Bullion Butte, with a sandstone caprock that forms dramatic cliffs, is described in the proposal as a "pivotal landmark" in the southern Little Missouri National Grassland.
Nearby is Kendley Plateau, located east of the Little Missouri River, and both are near a unique area of Ponderosa pine.
The areas proposed as wilderness are among 1.2 million acres of national grasslands in North Dakota, which has national wildlife refuges but no areas designated as wilderness.
Wilderness proponents say the North Dakota Badlands are under unprecedented pressure from petroleum development in the state's Oil Patch, thus making it even more important to protect remaining tracts that are undisturbed.
"Mr. Helms says they're going to drill and frack" -- shorthand for hydraulic fraturing -- "every section," said Jan Swenson, executive director of the Badlands Conservation Alliance, referring to Lynn Helms, the state's top oil regulator.

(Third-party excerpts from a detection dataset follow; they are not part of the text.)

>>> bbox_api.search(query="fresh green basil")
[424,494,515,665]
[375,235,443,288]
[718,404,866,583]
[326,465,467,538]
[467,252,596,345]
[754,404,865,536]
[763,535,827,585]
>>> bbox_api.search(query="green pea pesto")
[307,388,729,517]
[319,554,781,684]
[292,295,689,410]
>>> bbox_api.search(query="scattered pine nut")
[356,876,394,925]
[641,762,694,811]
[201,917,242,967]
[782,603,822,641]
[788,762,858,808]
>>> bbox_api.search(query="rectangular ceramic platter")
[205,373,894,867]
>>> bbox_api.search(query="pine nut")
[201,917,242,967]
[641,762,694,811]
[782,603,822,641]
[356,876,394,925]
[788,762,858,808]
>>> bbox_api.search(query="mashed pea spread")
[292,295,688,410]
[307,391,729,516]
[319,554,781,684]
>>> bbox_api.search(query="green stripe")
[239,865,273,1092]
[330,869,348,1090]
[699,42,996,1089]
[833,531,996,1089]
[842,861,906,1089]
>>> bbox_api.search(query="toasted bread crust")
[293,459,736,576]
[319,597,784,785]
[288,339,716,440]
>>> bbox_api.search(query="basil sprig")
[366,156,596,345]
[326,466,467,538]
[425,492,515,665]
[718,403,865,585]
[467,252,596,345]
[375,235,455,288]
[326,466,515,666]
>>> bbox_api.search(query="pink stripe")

So far, about 7,300 oil wells are in production, but the number could top 40,000 after several more decades of drilling, with production to last even longer, she said.
Comparatively little drilling has occurred so far on the Little Missouri National Grasslands, but 85 percent has been leased for oil and gas development, said Connie Triplett, president of the Badlands Conservation Alliance.
"It will get chopped up, mile by mile, road by road," she said. "I think people don't realize it yet, but when it is, I think they'll be horrified."
Even if designated as wilderness, cattle grazing could continue, with certain restrictions, including a ban of motorized vehicles.
A spokesman for Sen. John Hoeven, R-N.D., said the public soon will have an opportunity to comment on the next management plan for the national grasslands, which still proposes to manage the areas as eligible for wilderness.
"We're very supportive of that process and will see what emerges," said Don Canton, Hoeven's press aide, adding that all stakeholders, including ranchers and energy developers, will be able to comment.
Dave Pieper, the retired Dakota Prairie Grasslands supervisor, who compiled the current 2002 management plan, supports the wilderness protection proposal.
The plan draws upon 75,000 public comments, including ranchers, oil and gas representatives, and conservation and outdoor recreation advocates, he said.
Lawyers for the counties could not be reached for comment.